Y todo ello, con un poco de suerte, ha funcionado sin que nos lo hayamos tenido que plantear nunca. Todo ello está en juego, a pesar del paciente, operando en él. Vemos hasta qué punto hay que respetar el trabajo de elaboración que se pone en marcha.

Hay un caso particular en el que querría llamar la atención. Se trata de la alta frecuencia con la que los pacientes atendidos en dispositivos de salud mental, en especial los pacientes mas graves, rechazan de entrada la medicación o el ingreso psiquiátrico que se les indica. Aunque pueda parecer paradójico dejaré de lado el argumento de que “su enfermedad” o mejor “la falta de conciencia de enfermedad” los lleva a no seguir las indicaciones médicas. Ni que decir que atribuir a ello la negativa del paciente es de una simplicidad que desconoce las dificultades que estamos tratando esta mañana. Como si “aceptar” su enfermedad los volvería dócilmente razonables al bien que se les propone con el tratamiento.

Quiero poner el foco en el profesional sanitario que lo atiende. La concepción de lo que es una enfermedad mental que se deriva de la concepción de ser humano, de ser hablante que tenga, determinará la respuesta.

El año 1967 Lacan se dirigía, en el Hospital de Saint-Anne, a los jóvenes psiquiatras en formación advirtiéndoles de las barreras que eran llamados a poner en su práctica para no estar concernidos en el encuentro con el loco y evitar el encuentro con la propia angustia.
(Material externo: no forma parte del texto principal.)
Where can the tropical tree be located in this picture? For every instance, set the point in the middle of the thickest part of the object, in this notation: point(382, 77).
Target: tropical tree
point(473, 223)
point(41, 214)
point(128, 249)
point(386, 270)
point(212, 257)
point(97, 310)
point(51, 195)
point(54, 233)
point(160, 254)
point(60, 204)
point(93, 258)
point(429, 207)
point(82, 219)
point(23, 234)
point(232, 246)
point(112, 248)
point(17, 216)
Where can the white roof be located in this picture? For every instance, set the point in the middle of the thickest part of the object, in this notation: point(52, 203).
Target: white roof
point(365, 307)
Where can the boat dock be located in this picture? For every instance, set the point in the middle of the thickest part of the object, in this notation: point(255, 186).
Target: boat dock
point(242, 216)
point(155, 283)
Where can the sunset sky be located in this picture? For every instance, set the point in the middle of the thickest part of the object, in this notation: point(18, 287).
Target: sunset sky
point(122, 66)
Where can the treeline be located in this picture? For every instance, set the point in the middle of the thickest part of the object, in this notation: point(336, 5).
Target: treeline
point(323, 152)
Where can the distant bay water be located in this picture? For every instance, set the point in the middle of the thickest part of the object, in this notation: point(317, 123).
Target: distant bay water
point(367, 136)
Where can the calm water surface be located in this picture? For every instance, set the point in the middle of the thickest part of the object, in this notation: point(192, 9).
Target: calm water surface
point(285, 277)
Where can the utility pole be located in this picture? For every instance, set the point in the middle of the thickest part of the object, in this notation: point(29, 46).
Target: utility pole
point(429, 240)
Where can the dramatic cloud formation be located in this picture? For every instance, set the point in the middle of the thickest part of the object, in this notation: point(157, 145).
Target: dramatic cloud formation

Se hacía eco de un cambio que empezaba entonces: “Ahora, como saben, la psiquiatría –lo oí en la televisión-, la psiquiatría entra en la medicina general, sobre la base de que la medicina general misma entra íntegramente en la dinámica farmacéutica. Evidentemente se producen ahí cosas nuevas: se obnubila, se atempera, se interfiere o se modifica…pero no se sabe para nada lo que se modifica, ni por otra parte adónde irán esas modificaciones, ni incluso el sentido que tienen, puesto que se trata de sentido”(1). Los años 60 eran la época del auge de la llamada “revolución farmacológica” y Lacan ya hablaba de la deriva implacable de la dispensación de fármacos. Los fármacos son en la actualidad la guía para el diagnóstico, el pronóstico y el tratamiento de los enfermos mentales. De forma que las entidades nosológicas se reestructuran en función de los fármacos propuestos para su tratamiento.

Lacan no apunta en esta reflexión a la eficacia de los fármacos, en el sentido de su poder sobre la angustia, la agitación, o las alucinaciones o el decaimiento depresivo sino a su función de “barrera” en la relación con el enfermo mismo. Es decir, a los usos que se hace de los fármacos en la práctica clínica, siendo el de “barrera” a la angustia del practicante el que él destaca. De modo que cómo se medica es incluso más importante que el síntoma que se quiere modificar con el tratamiento farmacológico.

Entonces, saber algo acerca de la angustia propia, de lo que nos es difícil soportar, y de las maniobras que pueden llevar a taparla con una actuación. Saber algo de lo que nosotros mismos no queremos saber puede ayudarnos a situarnos mejor frente al No del paciente. Estoy haciendo una llamada, ya se habrán dado cuenta, a la recuperación de la clínica que por supuesto no resuelve todos los dilemas, ni todas las situaciones pero es la oportunidad de tratarlas sin tomar atajos a su complejidad.